Jois Ramesh, Bajaj Radhika
Department of Clinical Immunology and Rheumatology, Manipal Hospital, Millers Road, Bangalore, India.
Best Pract Res Clin Rheumatol. 2025 May;39(2):102056. doi: 10.1016/j.berh.2025.102056. Epub 2025 Mar 14.
Infections can mimic Primary Systemic Vasculitis. Many clinical features and investigations maybe very similar between the two conditions. It is very important for the clinician to be aware of the various infections which mimic vasculitis, since inadvertent immunosuppression in these patients can be fatal. Infections can mimic small, medium or large vessel vasculitis. Infections can produce autoantibodies such as Anti-neutrophil cytoplasmic antibody through molecular mimicry and could confound clinical judgement. In addition to the many infections causing vasculitis, more recently COVID-19 associated vasculitis has been described. The exact pathogenesis of infection associated vasculitis is not clear although direct spread, immune complex deposition and T/B cell activation are proposed. Infection as an etiological agent for primary systemic vasculitis has long been debated but definite evidence for the same is lacking. Many drugs used in daily clinical practice can rarely cause vasculitis. More recently Immune-check point inhibitors-induced vasculitis has been described.

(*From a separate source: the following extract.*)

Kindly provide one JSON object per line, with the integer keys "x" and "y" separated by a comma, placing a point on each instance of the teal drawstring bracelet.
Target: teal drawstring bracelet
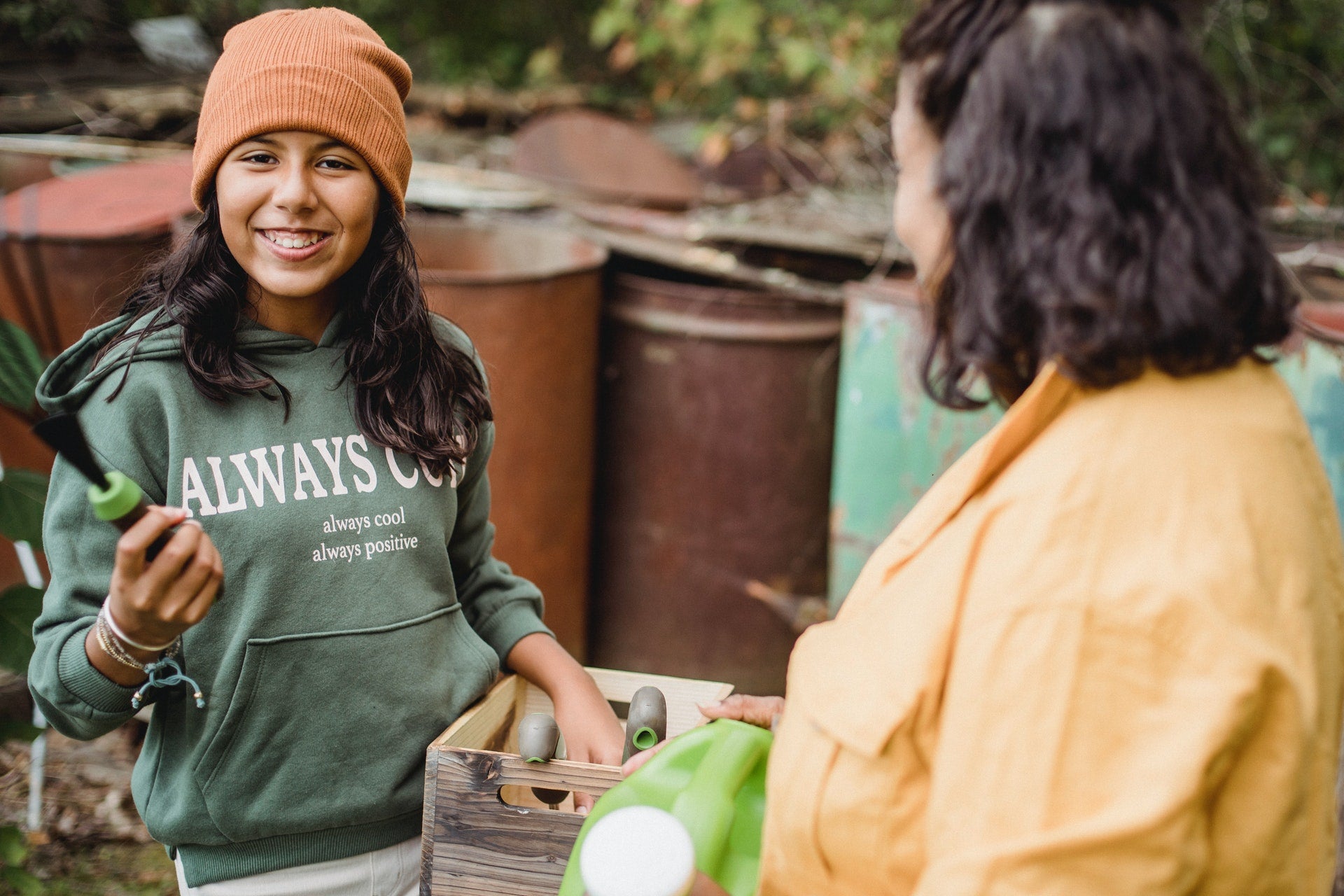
{"x": 162, "y": 678}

感染可酷似原发性系统性血管炎。两种情况之间的许多临床特征和检查可能非常相似。临床医生了解各种酷似血管炎的感染非常重要,因为这些患者不经意的免疫抑制可能是致命的。感染可酷似小、中或大血管血管炎。感染可通过分子模拟产生自身抗体,如抗中性粒细胞胞浆抗体,可能混淆临床判断。除了许多导致血管炎的感染外,最近还描述了与 COVID-19 相关的血管炎。尽管有人提出了直接传播、免疫复合物沉积和 T/B 细胞激活,但感染相关血管炎的确切发病机制尚不清楚。感染作为原发性系统性血管炎的病因长期以来一直存在争议,但缺乏确凿证据。日常临床实践中使用的许多药物很少会引起血管炎。最近还描述了免疫检查点抑制剂诱导的血管炎。